Sharp and delicate instruments need physical protection. Tip caps, available in various shapes for different instrument types, shield sharp edges from damage during sterilization, storage, and transport. Instrument sleeves offer a tear-resistant alternative and come in versions for both hinged and non-hinged tools. For full trays, instrument organizers with slots and rows keep everything separated, preventing metal-on-metal contact that dulls cutting edges and damages fine tips.

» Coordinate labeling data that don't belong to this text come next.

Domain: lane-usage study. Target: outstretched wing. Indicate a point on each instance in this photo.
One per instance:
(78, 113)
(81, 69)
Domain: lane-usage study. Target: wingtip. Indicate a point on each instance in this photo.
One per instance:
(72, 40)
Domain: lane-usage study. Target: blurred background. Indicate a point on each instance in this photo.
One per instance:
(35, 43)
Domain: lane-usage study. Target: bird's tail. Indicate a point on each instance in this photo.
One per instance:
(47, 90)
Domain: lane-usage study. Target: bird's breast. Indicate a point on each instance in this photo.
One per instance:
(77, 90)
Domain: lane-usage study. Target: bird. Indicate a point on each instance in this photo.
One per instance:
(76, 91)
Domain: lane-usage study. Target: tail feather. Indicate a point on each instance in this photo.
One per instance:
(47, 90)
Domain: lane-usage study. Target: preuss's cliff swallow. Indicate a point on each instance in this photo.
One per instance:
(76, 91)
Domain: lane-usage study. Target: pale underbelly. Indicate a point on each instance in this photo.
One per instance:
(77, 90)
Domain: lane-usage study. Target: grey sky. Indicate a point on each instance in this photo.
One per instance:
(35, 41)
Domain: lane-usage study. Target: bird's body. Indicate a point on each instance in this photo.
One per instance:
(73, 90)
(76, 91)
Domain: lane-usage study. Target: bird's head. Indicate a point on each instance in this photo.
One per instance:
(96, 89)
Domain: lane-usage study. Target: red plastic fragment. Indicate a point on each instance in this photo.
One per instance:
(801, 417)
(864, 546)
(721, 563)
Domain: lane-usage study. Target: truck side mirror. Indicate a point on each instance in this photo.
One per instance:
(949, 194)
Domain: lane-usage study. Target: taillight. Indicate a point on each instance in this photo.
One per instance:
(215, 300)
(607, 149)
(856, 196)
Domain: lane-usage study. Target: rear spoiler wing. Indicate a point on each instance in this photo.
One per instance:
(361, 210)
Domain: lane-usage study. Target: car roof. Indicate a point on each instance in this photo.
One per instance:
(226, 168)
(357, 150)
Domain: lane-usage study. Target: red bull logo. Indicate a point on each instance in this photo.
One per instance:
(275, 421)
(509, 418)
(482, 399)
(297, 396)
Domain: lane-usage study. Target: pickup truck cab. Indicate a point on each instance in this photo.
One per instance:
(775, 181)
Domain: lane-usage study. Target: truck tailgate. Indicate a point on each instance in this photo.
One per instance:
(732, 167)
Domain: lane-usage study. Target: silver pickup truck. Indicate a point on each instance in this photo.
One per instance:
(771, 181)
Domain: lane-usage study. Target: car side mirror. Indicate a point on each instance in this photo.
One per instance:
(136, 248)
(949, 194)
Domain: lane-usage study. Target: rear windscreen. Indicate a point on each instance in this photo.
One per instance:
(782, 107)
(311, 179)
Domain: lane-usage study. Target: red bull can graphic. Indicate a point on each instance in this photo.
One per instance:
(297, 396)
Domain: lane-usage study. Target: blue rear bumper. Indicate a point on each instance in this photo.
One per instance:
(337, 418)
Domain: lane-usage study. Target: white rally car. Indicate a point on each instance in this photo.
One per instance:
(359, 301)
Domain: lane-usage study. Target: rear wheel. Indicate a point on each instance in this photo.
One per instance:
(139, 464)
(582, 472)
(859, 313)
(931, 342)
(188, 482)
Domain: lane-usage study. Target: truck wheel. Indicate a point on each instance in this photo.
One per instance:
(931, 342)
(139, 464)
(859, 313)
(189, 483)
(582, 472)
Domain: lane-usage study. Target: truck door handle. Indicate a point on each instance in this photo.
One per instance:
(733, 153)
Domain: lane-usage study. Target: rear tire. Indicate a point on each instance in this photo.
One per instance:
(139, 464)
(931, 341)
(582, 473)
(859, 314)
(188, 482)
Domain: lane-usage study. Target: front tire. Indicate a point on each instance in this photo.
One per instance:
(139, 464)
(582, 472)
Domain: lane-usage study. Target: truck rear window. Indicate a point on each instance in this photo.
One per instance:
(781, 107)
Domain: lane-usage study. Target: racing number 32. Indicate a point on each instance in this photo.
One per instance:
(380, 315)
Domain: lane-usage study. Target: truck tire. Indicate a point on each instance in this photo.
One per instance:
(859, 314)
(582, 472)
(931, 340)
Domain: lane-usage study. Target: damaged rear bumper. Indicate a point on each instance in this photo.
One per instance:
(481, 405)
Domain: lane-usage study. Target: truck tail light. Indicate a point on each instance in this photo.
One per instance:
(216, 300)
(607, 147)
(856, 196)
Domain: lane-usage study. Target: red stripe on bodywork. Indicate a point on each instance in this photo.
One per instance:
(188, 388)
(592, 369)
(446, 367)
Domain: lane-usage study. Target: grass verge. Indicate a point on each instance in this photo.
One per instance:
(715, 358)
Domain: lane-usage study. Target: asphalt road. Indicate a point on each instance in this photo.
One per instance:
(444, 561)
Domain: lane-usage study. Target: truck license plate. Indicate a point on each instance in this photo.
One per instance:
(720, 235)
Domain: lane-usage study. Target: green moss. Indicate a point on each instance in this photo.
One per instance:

Avoid overloading trays. Packing instruments too tightly restricts airflow and steam penetration, which can result in incomplete sterilization or wet packs. Follow the weight limits specified by both the tray manufacturer and your facility’s sterilizer guidelines. Heavier trays also take longer to dry during the sterilization cycle, compounding the moisture problems described above.

Why the Order Matters

These steps work as a sequence, and each one depends on the one before it. Inspection is meaningless if cleaning wasn’t thorough, because you can’t evaluate an instrument’s condition under a layer of dried tissue. Drying is pointless if the instrument still has bioburden on it, because you’d just be drying contamination in place. And packaging a damaged instrument perfectly won’t make it safe to use on a patient.

The goal of everything that happens before packaging is to give the sterilization process the best possible chance of working. Sterilizers are designed to kill microorganisms on clean, properly prepared surfaces. They are not designed to penetrate dried blood, reach inside closed hinges, or compensate for corroded metal. Every shortcut taken before the instrument goes into its pouch or wrap is a variable that can cause sterilization to fail silently, with no visible indication that anything went wrong until a patient develops an infection.